Love songs like “Love Letters in the Sand” by Pat Boone, or “Heart-break Hotel” by Elvis Presley are just two of the (historically dated) examples of melodies and themes that played out in the late fifties and early sixties. Literally hundreds of others, plaintive and evocative, edgy and risqué, harmonic and hopeful comprised a ‘playlist’ of what was then pop music’s anthology, all dedicated to ‘young love’. Romantic idealists, all, in our teen years, and even into our early twenties, we are far less interested in, and thereby conscious of, what might go wrong in any relationship. We do not know ourselves, except as we have been ‘described’ by others; we certainly do not know ‘the other’ given that we have almost nothing except ‘impressions’ of beauty, brains, physical strength/agility, fun-loving or serious, and ‘rich-not-so-much….The lyricism of a voice, the flip of a lock of hair, the grace of a walk down the hall of the school corridor, the generosity of a smile, the friendliness of an act of sharing….these are some of the literal, empirical, superficial and insubstantial ‘hooks’ to which we cling, when we are ‘caught up’ in the throes of a ‘vision’ of romance and love, at an early age.

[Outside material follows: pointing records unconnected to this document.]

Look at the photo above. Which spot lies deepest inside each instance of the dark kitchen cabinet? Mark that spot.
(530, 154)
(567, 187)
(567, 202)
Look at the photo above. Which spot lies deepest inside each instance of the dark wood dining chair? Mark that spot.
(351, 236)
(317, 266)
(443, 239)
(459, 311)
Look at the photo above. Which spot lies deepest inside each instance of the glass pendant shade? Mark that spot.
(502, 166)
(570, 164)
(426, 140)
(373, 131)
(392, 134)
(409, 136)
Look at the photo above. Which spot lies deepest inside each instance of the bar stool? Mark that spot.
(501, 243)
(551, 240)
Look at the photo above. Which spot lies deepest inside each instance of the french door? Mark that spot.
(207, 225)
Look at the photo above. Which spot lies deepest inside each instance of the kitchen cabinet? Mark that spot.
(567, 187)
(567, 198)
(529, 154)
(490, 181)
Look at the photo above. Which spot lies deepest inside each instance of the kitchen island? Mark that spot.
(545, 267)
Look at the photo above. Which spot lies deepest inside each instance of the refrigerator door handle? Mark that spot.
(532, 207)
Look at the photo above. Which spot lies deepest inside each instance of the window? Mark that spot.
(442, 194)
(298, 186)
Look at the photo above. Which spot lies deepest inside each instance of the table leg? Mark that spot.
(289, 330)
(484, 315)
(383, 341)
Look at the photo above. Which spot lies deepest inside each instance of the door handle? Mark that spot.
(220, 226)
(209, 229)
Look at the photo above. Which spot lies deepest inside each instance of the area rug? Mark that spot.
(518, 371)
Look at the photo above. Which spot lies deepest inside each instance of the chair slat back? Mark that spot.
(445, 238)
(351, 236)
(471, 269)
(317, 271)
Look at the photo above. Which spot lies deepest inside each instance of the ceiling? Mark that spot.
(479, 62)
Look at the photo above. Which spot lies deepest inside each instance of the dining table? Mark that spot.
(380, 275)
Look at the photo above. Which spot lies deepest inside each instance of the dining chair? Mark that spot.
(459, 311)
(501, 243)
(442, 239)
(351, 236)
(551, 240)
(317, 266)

Hardly are such ‘hooks’, even if they are tested for a period of time, enough to offer any sort of assurance of a mutual, reciprocal, sustaining and life-giving long-term relationship. And yet, that is when and where most of us start our pilgrimage into adult relationships. Almost, as if we were entered on a ship voyage without the knowledge and experience of the ship, the weather/climate, the mapping or the destination. And while that mystery glows with benefits of optimism, hope and promise, it also risks foundering on the shoals of the very innocence that drove it.
And for some, perhaps many, those shoals are not necessarily a one-time foundering.
The loss of innocence, as it may take place like the peeling of a Spanish onion in layers, is the stuff of both committed love and the perspective of death being included in our vision both of ourselves and our wider existence.